60 milliards de FCFA pour le Niger : la BOAD mise sur l’agriculture et l’électricité malgré les défis

Avec un engagement financier sans précédent de 60,6 milliards de francs CFA, soit plus de 105 millions de dollars, la Banque ouest-africaine de développement (BOAD) a choisi de miser sur des infrastructures essentielles pour le Niger. Une somme colossale qui se répartit en deux conventions signées à Niamey, en présence des plus hautes autorités nigériennes et de la direction de l’institution régionale.
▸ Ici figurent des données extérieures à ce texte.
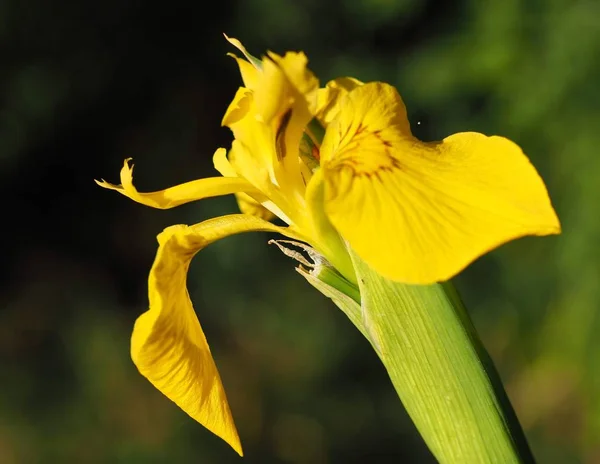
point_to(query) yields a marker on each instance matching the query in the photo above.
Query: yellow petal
(179, 194)
(168, 345)
(420, 212)
(329, 98)
(247, 204)
(238, 108)
(249, 73)
(237, 44)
Parmi ces fonds, 30 milliards de francs CFA sont réservés à l’Office national des aménagements hydro-agricoles pour moderniser l’irrigation et renforcer la souveraineté alimentaire. Le solde, soit 30,6 milliards de francs CFA, est destiné à la Société nigérienne d’électricité afin de produire 23 mégawatts supplémentaires et réduire les coupures chroniques. Une avancée saluée par les acteurs locaux, mais qui s’accompagne de défis majeurs.

Des projets stratégiques pour répondre à des besoins urgents

Les deux initiatives ciblent des secteurs critiques pour la population nigérienne. L’agriculture, pilier de l’économie du pays, souffre de rendements insuffisants et de dépendance aux importations. Grâce à ces financements, des équipements modernes d’irrigation seront déployés le long du fleuve Niger et dans les zones aménageables, avec pour objectif d’augmenter les récoltes et de limiter les pénuries.

Côté énergie, la Société nigérienne d’électricité entend pallier les défaillances du réseau national en développant des capacités locales. Une nécessité pour soutenir l’industrie naissante, les services publics et les foyers urbains, souvent victimes de coupures récurrentes. Pourtant, la concrétisation de ces projets se heurte à une réalité complexe.

Un environnement hostile : insécurité et logistique en question

Le Niger fait face à une insécurité croissante, notamment dans les régions de Tillabéri et Diffa, où les groupes armés multiplient les attaques. Cette situation complique grandement la mise en œuvre des chantiers. La protection des sites, des équipements et des travailleurs devient un enjeu de taille, avec un risque de détournement des budgets vers des mesures de sécurité plutôt que vers les infrastructures elles-mêmes.

Les zones rurales, déjà fragilisées par les déplacements de populations, peinent à garantir la pérennité des installations hydro-agricoles. Les projets risquent ainsi de se heurter à des obstacles logistiques et financiers inattendus, malgré leur nécessité.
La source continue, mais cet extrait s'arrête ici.